Friday, April 13, 2007

No. 0010 - Cookbook for Engineers

Last night I was trying to make some Chinese BBQ pork and the sauce instructed "16 oz of pork to every 5 tablespoon of sauce". I though to myself how on earth can people measure pork with the units of volume?! I honestly thought the instructions were bogus and blamed to the fact that the sauce was made in China and people there don't know what they are talking about. So I busted out my trusty TI and started to do some unit analysis. Given I have 1.85 lb (that's pound force) of pork chops, I first divided it by the gravity of earth which would give me 0.0575 slugs (British mass unit) of pork. Then I ran into a wall, because now that I know the mass of the pork, in order to translate that into volume, I must know the density of pork. I have access to handbooks and information to just about any material properties there are on this earth but density of pork!? Common?! I even have the thermal conductivity constant for bananas and cake batter but the density of pork?! As hunger and frustration begin to set in, I had no choice but to give it up for the night. Later did I find out that 16 oz = 1 lbf which makes no sense to me. Wouldn't it be nice if all the cooking units would just standardize (better yet, stay away from the British units and stick to SI)?
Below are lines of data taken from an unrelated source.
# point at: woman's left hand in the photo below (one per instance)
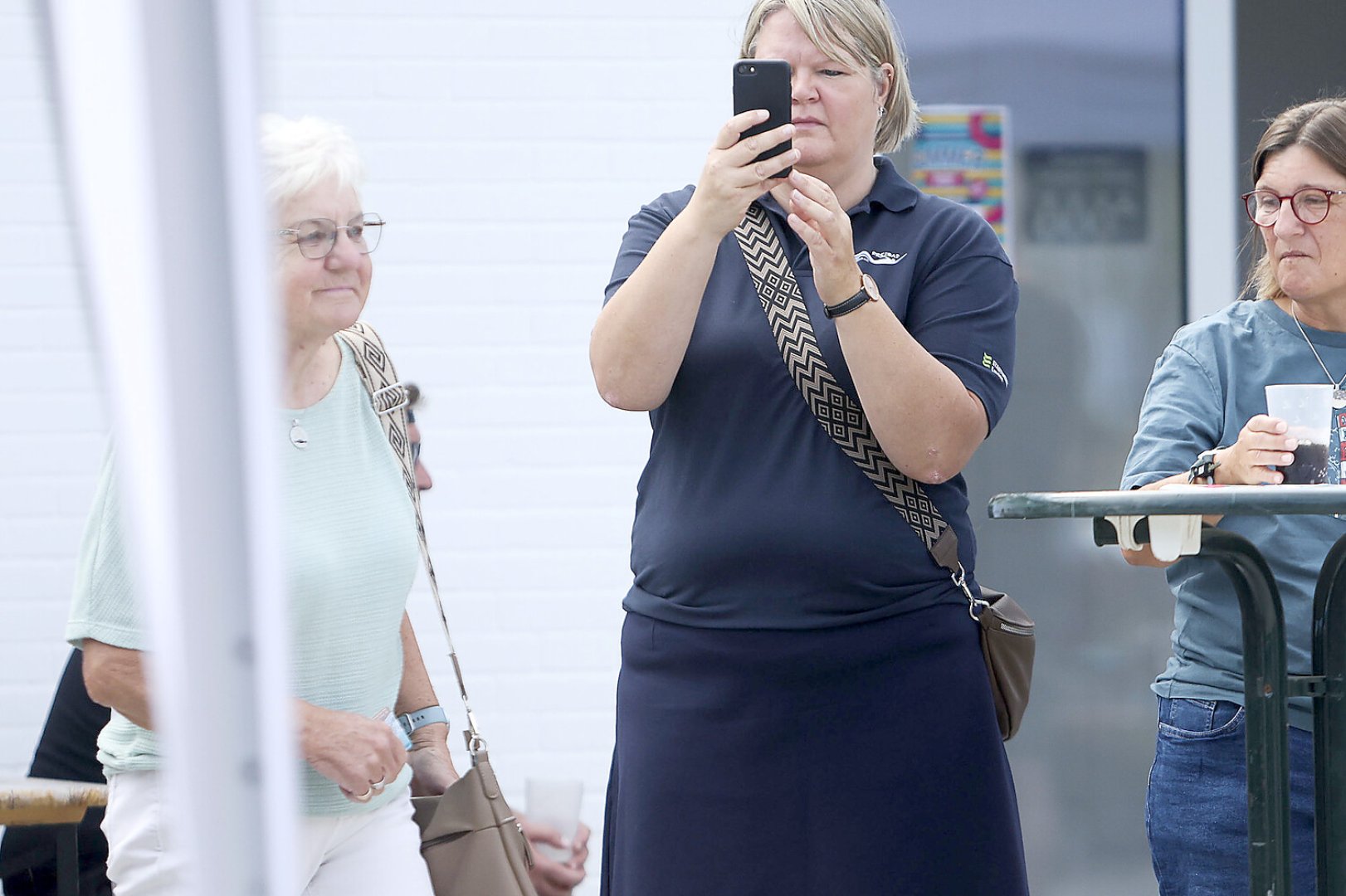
(432, 767)
(826, 227)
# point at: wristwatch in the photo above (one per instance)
(869, 292)
(422, 718)
(1203, 467)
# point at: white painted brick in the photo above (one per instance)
(508, 147)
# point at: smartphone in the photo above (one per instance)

Imagine cooking instruction that would say "marinade 3.5 newtons of beef" or "mix in 4.73E-4 cubic meter of flour". The beauty of SI is that gravity is about 10 m/s^2 so that would makes the math really nice. I would also suggest cooking instruction to have the density values of the ingridents as well so I can always calculate for the total volume of the meal. This is handy because I can always solve for the volume of food that I'm cooking and set that equal to the volume of stomachs that I'll be feeding. How wonderful is that! No left overs!

P.S. - I must give half the credit to my friend, Tyler Ball, for this invention because we came up with this idea together about 1-2 years ago and it just came to me that "yeah, that was a good idea!"